OPEC would not be able to replace
Iran’s oil production if supplies were halted in case of a war
with Israel or the United States, the oil cartel’s chief has said.
Iran to hike output
Iran assures the world public
that it will soon hike its oil export. In Tehran, Iranian Oil
Minister Gholam-Hossein Nozari said Iran will raise oil export to
3.5 million barrels a day by end-March 2010, Iran’s satellite
Press TV reported Friday.
“Iran’s oil export level will
be raised to 3.5 million barrels a day from the current 2.4 million
barrels a day by the end of the current development plan,” Nozari
told reporters Thursday, as he denied an allegation that the country
will not be able to export oil because of high internal consumption.
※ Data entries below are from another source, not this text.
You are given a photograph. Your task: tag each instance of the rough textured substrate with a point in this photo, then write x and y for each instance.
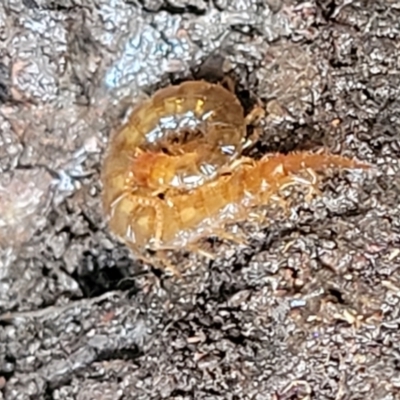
(309, 310)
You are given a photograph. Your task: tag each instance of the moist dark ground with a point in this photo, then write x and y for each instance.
(309, 310)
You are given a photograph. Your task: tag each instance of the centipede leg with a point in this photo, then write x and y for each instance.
(254, 118)
(148, 202)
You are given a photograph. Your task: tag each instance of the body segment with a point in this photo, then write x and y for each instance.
(174, 172)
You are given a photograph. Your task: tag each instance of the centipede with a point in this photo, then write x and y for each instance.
(174, 172)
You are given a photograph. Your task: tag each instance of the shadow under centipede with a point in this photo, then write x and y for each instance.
(102, 270)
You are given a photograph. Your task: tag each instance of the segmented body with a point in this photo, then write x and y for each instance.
(163, 185)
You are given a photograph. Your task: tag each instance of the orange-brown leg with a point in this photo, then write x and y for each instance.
(140, 201)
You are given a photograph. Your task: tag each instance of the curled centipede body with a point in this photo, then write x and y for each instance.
(174, 172)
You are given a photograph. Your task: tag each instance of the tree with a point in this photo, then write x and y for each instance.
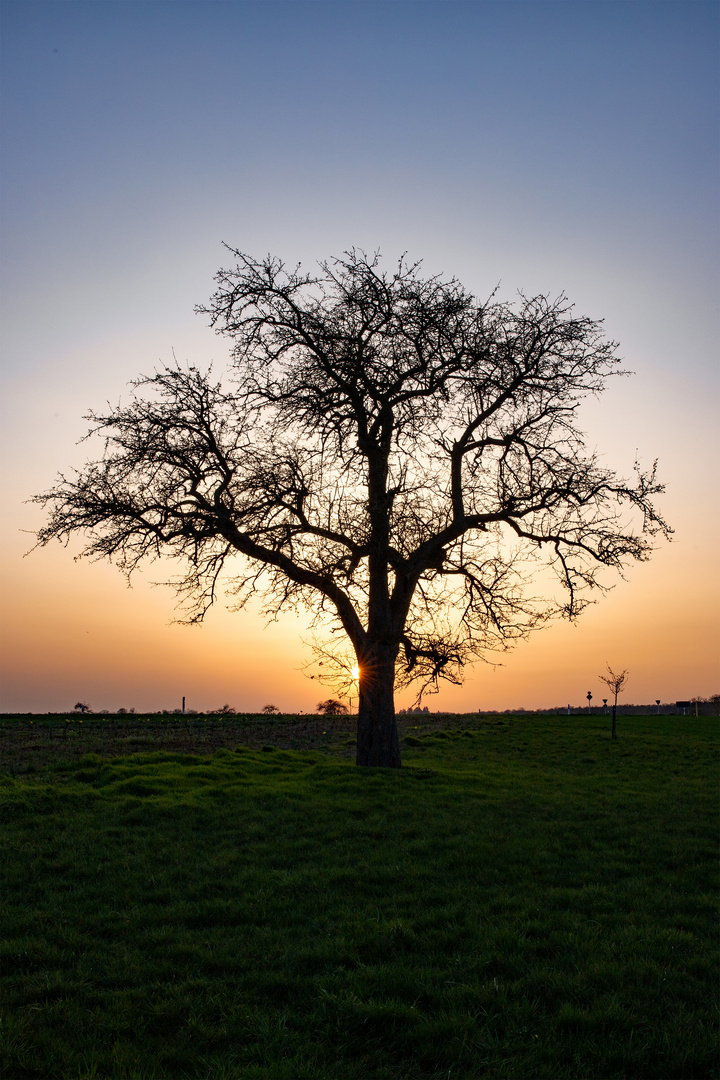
(331, 707)
(615, 683)
(389, 453)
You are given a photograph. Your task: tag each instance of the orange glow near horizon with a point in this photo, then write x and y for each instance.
(73, 631)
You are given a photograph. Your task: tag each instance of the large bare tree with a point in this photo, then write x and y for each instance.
(385, 451)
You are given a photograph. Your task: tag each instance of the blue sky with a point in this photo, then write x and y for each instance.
(544, 146)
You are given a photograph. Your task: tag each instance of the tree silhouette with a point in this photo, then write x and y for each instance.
(331, 707)
(615, 684)
(388, 453)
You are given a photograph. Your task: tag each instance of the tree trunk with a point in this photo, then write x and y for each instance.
(378, 743)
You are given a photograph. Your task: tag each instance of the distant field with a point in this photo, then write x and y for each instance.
(525, 899)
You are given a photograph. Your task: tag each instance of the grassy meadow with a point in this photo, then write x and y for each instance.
(233, 899)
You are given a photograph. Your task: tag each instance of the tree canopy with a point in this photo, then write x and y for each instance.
(385, 451)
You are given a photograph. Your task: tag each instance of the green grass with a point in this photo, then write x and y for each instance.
(526, 899)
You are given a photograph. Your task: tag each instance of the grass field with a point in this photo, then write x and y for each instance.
(525, 899)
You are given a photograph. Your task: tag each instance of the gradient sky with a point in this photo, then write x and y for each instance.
(548, 147)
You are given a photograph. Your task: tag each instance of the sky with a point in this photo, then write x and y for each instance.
(540, 146)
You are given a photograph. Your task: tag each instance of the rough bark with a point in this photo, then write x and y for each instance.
(378, 743)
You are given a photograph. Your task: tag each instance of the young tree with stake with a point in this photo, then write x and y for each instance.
(388, 453)
(615, 683)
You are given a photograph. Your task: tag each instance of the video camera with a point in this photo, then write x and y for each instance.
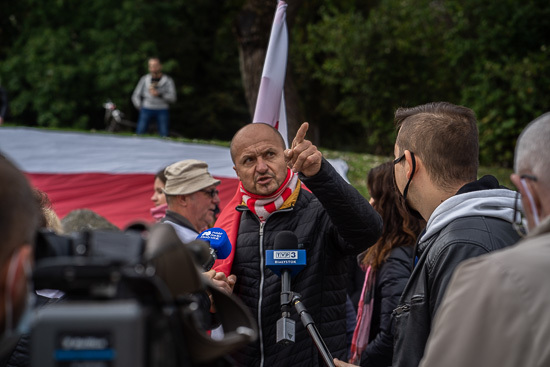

Asked about the recent decision
by OPEC to keep the current production level, Nozari said the market
is supplied with enough crude, but consumers should increase
investment in the producer countries to help them boost oil
production.
Iran earlier announced in May
that it would boost the oil output to 4.3 million barrels per day by
end-March 2009.
But OPEC has cut its estimate for
world crude demand over the next two decades, predicting that high
prices would compel consumer countries to be more efficient in their
use of the precious commodity.
2009 outlook
Meanwhile, the International
Energy Agency has forecast that tension on oil markets was set to
ease early next year, amid an economic slowdown in the United
States.
The price of oil set a record
high above $146 per barrel on July 3 owing to falling reserves of US
crude, simmering tensions over Iran and a weak dollar, traders said.
Record oil prices have sparked
protests worldwide as people struggle to cope with the ramped up
costs of petrol, jet fuel and domestic electricity and gas.